Python Find permutable list in a dict list

Question

Given

listOfDict = [{'ref': 1, 'a': 1, 'b': 2, 'c': 3},
              {'ref': 2, 'a': 4, 'b': 5, 'c': 6},
              {'ref': 3, 'a': 7, 'b': 8, 'c': 9}]

Lets' consider a list of permutable integer

[7,8,9]=[7,9,8]=[8,7,9]=[8,9,7]=[9,7,8]=[9,8,7] # (3!)

Each of this list has a unique mapping ref, so how given for (8,7,9) can I get ref=3 ?

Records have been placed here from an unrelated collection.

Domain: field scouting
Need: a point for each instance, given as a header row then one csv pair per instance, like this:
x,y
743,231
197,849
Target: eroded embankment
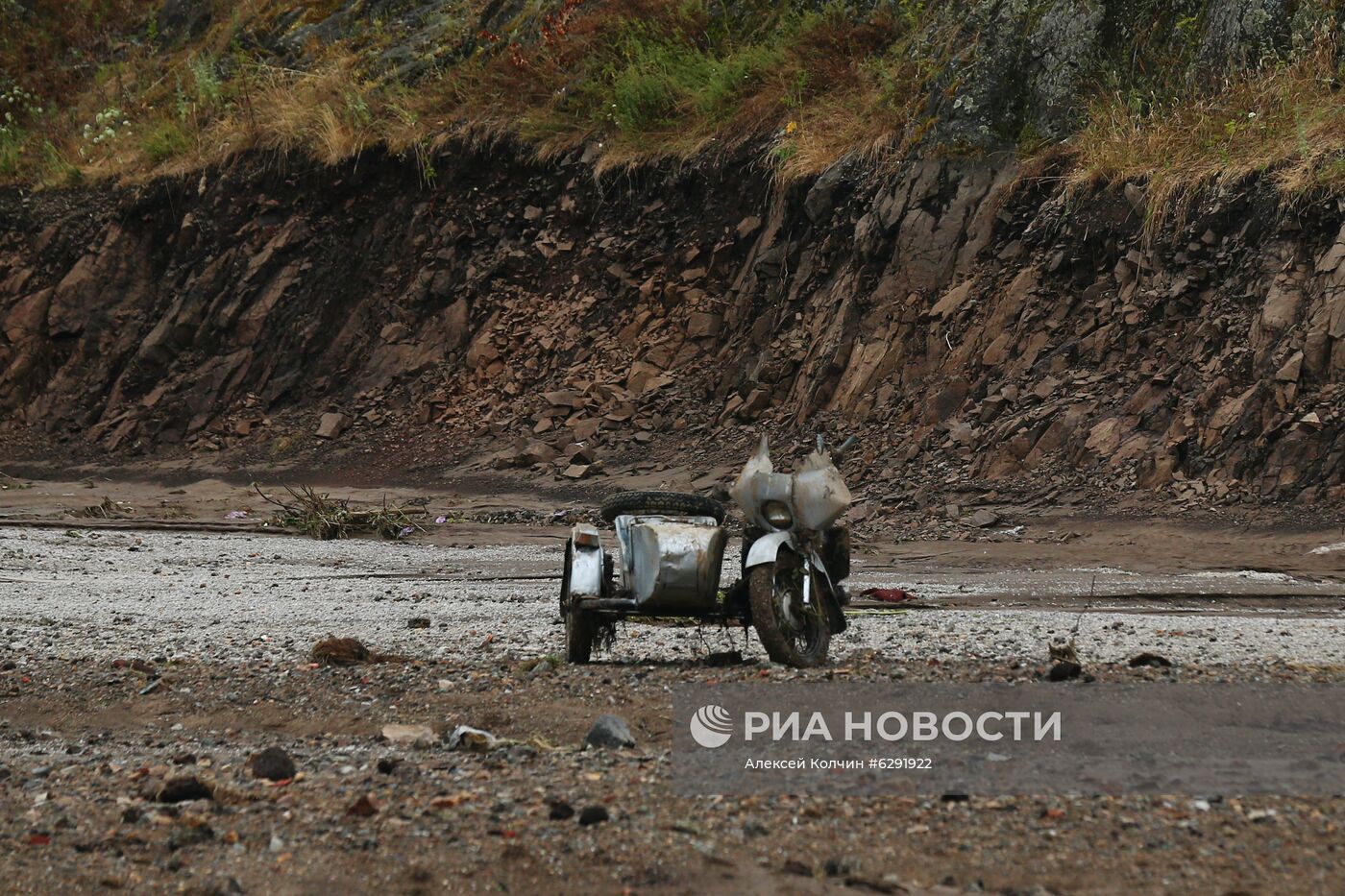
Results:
x,y
970,323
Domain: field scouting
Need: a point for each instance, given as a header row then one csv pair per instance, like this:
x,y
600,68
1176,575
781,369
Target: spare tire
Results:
x,y
661,502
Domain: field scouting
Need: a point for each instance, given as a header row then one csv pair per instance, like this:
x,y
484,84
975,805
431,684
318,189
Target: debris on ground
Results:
x,y
609,732
473,740
272,763
340,651
410,735
179,790
107,509
1064,671
888,594
594,815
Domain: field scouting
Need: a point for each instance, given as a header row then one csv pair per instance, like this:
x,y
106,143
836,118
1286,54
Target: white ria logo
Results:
x,y
712,725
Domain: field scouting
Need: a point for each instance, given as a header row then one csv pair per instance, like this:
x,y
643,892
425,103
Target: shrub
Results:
x,y
165,140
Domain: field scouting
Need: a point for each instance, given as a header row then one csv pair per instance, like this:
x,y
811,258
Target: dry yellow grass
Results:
x,y
1287,123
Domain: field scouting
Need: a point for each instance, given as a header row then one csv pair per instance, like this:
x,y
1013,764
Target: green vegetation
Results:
x,y
1177,93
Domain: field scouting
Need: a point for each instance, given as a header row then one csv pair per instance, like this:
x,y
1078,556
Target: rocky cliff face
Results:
x,y
971,323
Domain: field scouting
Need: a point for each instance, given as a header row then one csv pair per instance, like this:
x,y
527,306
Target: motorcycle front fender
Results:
x,y
766,547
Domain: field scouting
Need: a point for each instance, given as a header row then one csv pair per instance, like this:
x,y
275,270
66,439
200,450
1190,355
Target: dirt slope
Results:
x,y
974,325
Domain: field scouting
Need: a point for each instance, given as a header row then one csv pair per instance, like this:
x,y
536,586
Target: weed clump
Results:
x,y
326,519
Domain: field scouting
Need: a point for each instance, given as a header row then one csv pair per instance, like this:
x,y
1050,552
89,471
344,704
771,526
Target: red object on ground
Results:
x,y
888,594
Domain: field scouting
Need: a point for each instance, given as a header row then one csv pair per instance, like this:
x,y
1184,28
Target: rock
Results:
x,y
272,763
179,790
1065,670
820,200
339,651
1293,369
190,835
362,808
984,519
702,325
410,735
594,815
609,732
473,740
331,425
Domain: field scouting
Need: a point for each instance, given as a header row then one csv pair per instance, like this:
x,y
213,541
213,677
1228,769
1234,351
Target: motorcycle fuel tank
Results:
x,y
675,566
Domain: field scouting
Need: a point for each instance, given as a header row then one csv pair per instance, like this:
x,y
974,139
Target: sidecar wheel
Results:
x,y
793,633
578,635
578,624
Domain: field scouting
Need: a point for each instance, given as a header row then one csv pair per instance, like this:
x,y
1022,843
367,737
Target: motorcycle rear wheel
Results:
x,y
793,633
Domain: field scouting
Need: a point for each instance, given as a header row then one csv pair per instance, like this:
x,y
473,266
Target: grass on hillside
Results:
x,y
646,80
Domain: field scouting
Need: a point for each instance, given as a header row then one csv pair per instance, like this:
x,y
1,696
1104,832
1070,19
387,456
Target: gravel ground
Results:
x,y
234,596
141,673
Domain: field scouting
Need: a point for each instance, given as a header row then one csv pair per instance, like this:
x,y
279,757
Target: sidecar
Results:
x,y
665,563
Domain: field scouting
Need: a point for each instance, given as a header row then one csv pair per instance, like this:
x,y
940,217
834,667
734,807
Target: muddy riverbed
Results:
x,y
138,653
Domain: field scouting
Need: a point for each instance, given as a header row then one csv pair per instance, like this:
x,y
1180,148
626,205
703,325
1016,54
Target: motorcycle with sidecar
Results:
x,y
670,549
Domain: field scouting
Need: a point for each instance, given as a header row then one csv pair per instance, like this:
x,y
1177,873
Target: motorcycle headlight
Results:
x,y
777,514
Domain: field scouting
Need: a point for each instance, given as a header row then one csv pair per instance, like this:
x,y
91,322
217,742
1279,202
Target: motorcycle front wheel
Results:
x,y
578,623
793,633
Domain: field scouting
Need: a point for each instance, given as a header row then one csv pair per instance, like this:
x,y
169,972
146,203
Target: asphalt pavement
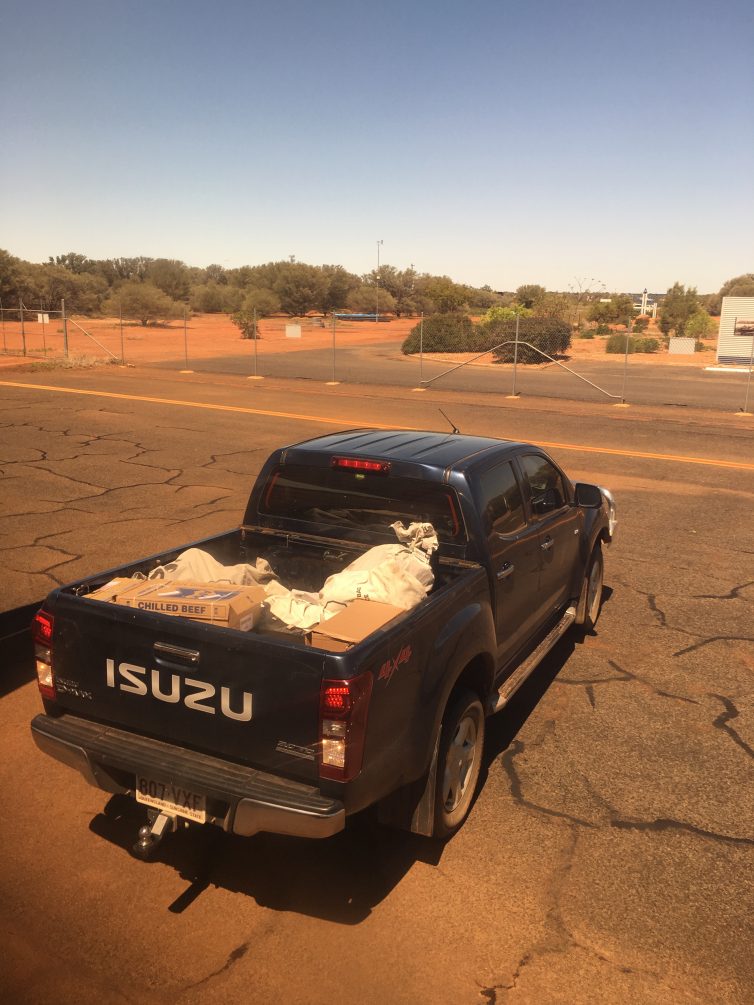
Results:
x,y
609,855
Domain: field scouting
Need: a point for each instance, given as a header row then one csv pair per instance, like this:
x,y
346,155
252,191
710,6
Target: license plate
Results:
x,y
172,799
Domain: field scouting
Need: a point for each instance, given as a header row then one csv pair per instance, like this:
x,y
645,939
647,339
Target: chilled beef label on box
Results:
x,y
216,603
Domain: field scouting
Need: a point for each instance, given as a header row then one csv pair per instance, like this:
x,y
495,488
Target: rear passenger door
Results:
x,y
513,546
558,525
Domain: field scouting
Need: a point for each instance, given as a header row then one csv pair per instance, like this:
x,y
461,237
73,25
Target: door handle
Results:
x,y
171,655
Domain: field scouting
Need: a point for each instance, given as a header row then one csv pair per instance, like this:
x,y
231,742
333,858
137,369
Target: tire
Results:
x,y
458,762
593,588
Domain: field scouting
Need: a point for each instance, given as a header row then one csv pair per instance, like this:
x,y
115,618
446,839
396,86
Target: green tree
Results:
x,y
246,322
300,287
171,276
555,306
364,300
264,302
445,294
678,307
441,333
340,284
502,314
73,261
145,303
618,310
530,294
10,274
700,326
207,297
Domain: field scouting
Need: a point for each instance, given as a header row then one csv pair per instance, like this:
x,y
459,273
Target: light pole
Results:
x,y
377,286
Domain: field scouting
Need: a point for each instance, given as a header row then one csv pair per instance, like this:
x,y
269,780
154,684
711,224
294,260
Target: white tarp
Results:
x,y
197,566
389,574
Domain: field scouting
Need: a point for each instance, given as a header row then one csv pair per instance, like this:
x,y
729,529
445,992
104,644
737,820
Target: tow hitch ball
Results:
x,y
152,833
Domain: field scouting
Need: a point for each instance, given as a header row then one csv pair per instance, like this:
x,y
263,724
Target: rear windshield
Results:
x,y
361,500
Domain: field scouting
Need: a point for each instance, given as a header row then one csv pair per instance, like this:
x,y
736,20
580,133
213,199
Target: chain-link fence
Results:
x,y
510,356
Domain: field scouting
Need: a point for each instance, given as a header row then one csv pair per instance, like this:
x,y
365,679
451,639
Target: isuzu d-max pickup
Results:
x,y
261,731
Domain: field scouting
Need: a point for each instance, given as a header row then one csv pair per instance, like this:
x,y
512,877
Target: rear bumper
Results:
x,y
245,801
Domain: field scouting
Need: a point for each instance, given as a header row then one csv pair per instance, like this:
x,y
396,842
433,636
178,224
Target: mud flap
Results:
x,y
412,806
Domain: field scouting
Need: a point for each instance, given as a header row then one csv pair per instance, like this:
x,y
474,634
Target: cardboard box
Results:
x,y
215,603
111,590
359,619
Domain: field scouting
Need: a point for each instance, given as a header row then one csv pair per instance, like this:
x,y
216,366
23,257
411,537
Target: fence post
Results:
x,y
256,337
625,359
751,365
421,348
65,329
23,333
514,393
334,381
185,336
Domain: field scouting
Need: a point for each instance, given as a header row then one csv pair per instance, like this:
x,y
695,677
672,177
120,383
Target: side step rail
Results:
x,y
501,698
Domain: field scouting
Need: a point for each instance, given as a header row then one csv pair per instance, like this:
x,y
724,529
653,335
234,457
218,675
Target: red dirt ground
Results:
x,y
215,336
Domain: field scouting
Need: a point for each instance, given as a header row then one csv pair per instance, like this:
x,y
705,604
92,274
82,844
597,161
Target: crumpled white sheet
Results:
x,y
197,566
388,574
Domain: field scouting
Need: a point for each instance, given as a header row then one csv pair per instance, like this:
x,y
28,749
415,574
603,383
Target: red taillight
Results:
x,y
41,631
344,707
360,464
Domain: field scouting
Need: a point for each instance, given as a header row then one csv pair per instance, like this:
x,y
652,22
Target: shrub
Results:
x,y
549,335
443,333
646,345
616,344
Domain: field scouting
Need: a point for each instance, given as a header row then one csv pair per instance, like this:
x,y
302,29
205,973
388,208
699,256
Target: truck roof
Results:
x,y
439,450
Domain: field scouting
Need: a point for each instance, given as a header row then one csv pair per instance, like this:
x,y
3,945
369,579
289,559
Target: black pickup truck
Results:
x,y
262,732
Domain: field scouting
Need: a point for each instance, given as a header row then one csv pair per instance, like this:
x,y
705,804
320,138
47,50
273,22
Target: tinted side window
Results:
x,y
545,483
502,505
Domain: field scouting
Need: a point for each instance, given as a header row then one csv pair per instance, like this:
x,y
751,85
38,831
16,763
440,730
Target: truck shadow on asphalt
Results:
x,y
341,878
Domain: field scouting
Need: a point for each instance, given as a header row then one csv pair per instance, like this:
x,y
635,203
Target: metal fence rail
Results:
x,y
401,354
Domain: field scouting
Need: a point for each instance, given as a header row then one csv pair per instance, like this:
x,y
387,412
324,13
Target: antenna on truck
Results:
x,y
452,424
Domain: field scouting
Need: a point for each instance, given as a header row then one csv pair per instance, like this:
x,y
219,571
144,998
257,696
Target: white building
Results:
x,y
736,336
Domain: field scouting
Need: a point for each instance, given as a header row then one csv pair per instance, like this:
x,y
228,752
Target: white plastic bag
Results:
x,y
197,566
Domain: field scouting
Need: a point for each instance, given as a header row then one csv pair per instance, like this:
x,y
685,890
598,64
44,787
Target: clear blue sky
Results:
x,y
499,143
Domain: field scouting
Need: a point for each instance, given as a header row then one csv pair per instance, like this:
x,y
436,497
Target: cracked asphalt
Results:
x,y
609,855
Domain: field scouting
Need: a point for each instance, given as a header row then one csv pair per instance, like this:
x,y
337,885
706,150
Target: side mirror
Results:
x,y
588,495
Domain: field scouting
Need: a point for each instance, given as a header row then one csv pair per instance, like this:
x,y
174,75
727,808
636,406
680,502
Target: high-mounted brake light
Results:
x,y
41,631
360,464
344,707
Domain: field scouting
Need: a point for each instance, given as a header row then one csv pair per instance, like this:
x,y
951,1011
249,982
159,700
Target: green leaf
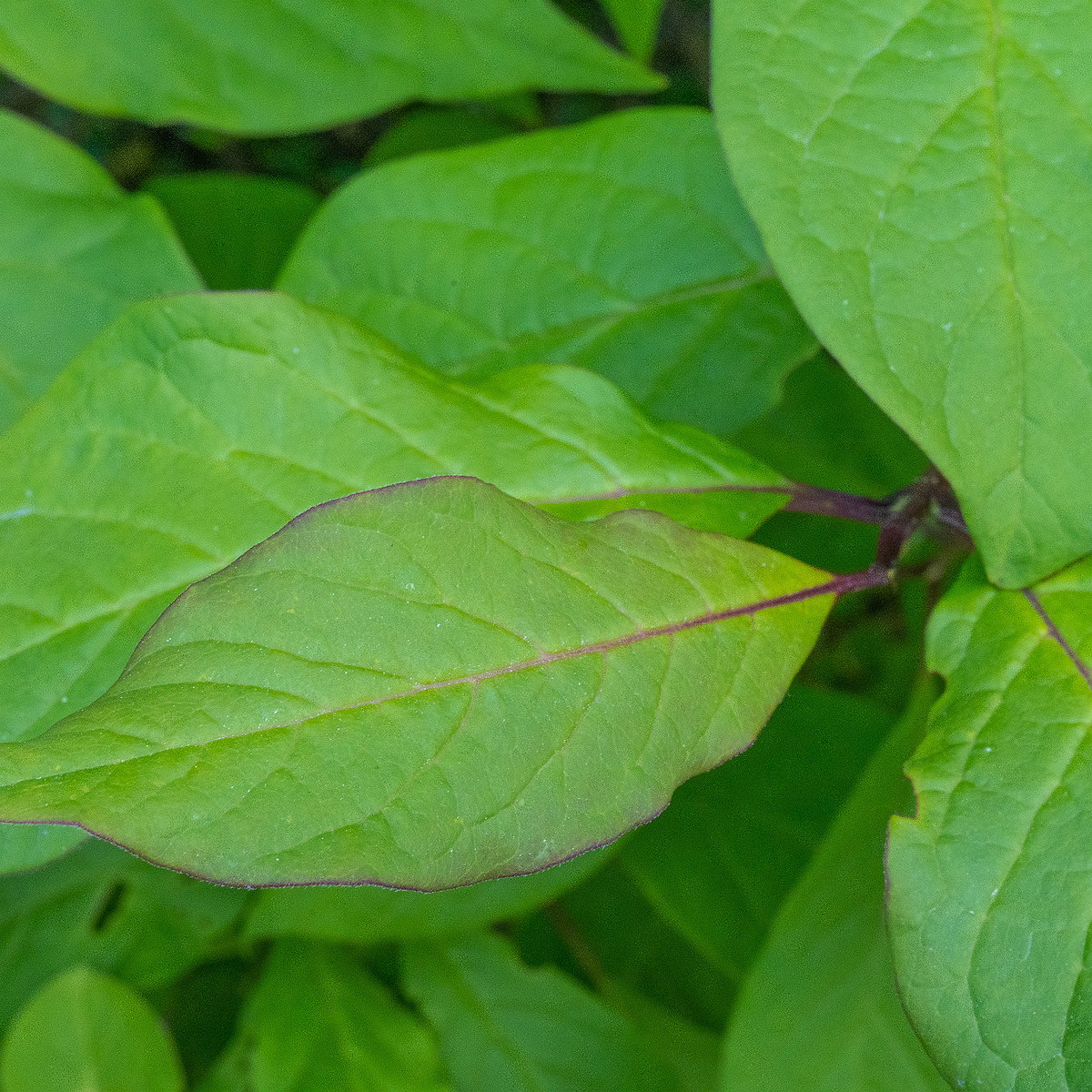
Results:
x,y
85,1032
319,1020
637,22
105,907
369,915
508,1029
298,65
589,245
434,128
320,710
828,432
26,845
991,887
164,453
920,176
238,228
75,251
718,863
819,1008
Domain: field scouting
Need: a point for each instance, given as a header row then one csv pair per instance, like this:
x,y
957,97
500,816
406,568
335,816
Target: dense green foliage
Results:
x,y
388,392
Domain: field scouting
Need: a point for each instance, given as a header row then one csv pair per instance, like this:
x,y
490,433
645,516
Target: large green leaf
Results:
x,y
318,1020
85,1032
718,863
369,915
200,425
238,228
921,176
637,22
991,900
248,66
75,251
819,1011
105,907
508,1029
618,245
322,709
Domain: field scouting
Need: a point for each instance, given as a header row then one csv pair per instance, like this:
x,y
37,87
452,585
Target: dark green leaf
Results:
x,y
991,899
295,65
718,863
638,22
87,1033
200,425
321,709
105,907
369,915
435,128
75,251
318,1020
508,1029
819,1009
593,245
921,176
238,228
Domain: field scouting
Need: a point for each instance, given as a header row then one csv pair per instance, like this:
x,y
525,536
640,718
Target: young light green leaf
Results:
x,y
369,915
197,426
508,1029
319,1020
819,1010
238,228
26,845
75,251
920,176
991,887
637,22
298,65
718,863
85,1032
105,907
620,245
321,709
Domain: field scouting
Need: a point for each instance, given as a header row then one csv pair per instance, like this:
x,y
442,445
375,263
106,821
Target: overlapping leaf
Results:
x,y
238,228
819,1008
85,1032
506,1027
75,251
319,1020
261,68
200,425
369,915
425,686
618,245
992,885
921,177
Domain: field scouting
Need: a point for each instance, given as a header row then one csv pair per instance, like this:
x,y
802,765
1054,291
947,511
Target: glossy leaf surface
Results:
x,y
369,915
85,1032
249,66
321,710
201,425
920,175
992,885
589,246
509,1029
819,1010
103,906
238,228
318,1020
75,251
718,863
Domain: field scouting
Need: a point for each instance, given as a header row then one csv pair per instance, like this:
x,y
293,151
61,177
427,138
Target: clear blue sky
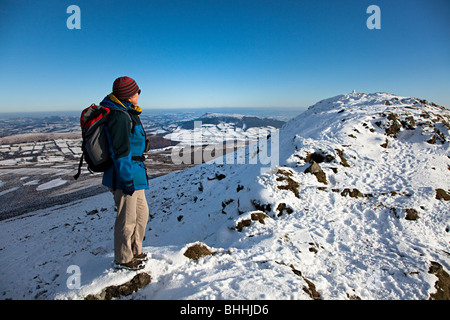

Also in real case I might until 10 (a,b,c,d,e,f,g,h,i,j)...

Answer 1

Here is a commented solution to your problem. The idea is to compare the sorted list of the values in a, b, c etc with the sorted values in list_of_ints. The sorted values will be the same for all permutations of a given set of numbers.

def get_ref(list_of_ints):
    # Loop through dictionaries in listOfDict.
    for dictionary in listOfDict:
        # Get list of values in each dictionary.
        vals = [dictionary[key] for key in dictionary if key != "ref"]
        if sorted(vals) == sorted(list_of_ints):
            # If sorted values are equal to sorted list of ints, return ref.
            return dictionary["ref"])

By the way, I believe it would be cleaner to structure this data as a dict of dicts in the following way:

dicts = {
    1: {'a': 1, 'b': 2, 'c': 3},
    2: {'a': 4, 'b': 5, 'c': 6},
    3: {'a': 7, 'b': 8, 'c': 9}
}

The code would then be:

def get_ref(list_of_ints):
    for ref, dictionary in dicts.items():
        if sorted(dictionary.values()) == sorted(list_of_ints):
            return ref

Assuming that all integers in the permutations are unique, the code can be simplified further using sets instead of sorted lists.

Answer 2

Since its a list of dict I can call each dict as it self by using for loop and record the first number on ref

for i in listOfDict:
    ref_num=i["ref"]

and to turn dictunary to list we simply use:

z=list(i.values())

then the last step is to find if its the same input list if so we print/return the ref number

if z[1:]==InputList:
        return ref_num

and the code should be like this:

listOfDict = [
{"ref": 1,
 "a": 1,
 "b": 2,
 "c": 3},
{"ref": 2,
    "a": 4,
    "b": 5,
    "c": 6},
{"ref": 3,
    "a": 7,
    "b": 8,
    "c": 9},]

def find_ref_Num(InputList):
for i in listOfDict:
    ref_num=i["ref"]
    z=list(i.values())
    if z[1:]==InputList:
        return ref_num

print ("your ref number is: "+str(find_ref_Num([7,8,9])))

Answer 3

You can generate a dictionary that maps the values as frozenset to the value of ref:

listOfDict = [{'ref': 1, 'a': 1, 'b': 2, 'c': 3},
              {'ref': 2, 'a': 4, 'b': 5, 'c': 6},
              {'ref': 3, 'a': 7, 'b': 8, 'c': 9}]

keys = ['a', 'b', 'c']

out = {frozenset(d[k] for k in keys): d['ref'] for d in listOfDict}
# {frozenset({1, 2, 3}): 1,
#  frozenset({4, 5, 6}): 2,
#  frozenset({7, 8, 9}): 3}

example:

check = frozenset((8,7,9))

out[check]
# 3

but I don't know in advance the name of the other keys!

Then use this approach:

out = {}
for d in listOfDict:
    d2 = d.copy() # this is to avoid modifying the original object
    out[frozenset(d2.values())] = d2.pop('ref')
out

or as a comprehension:

out = dict(((d2:=d.copy()).pop('ref'), frozenset(d2.values()))[::-1]
           for d in listOfDict)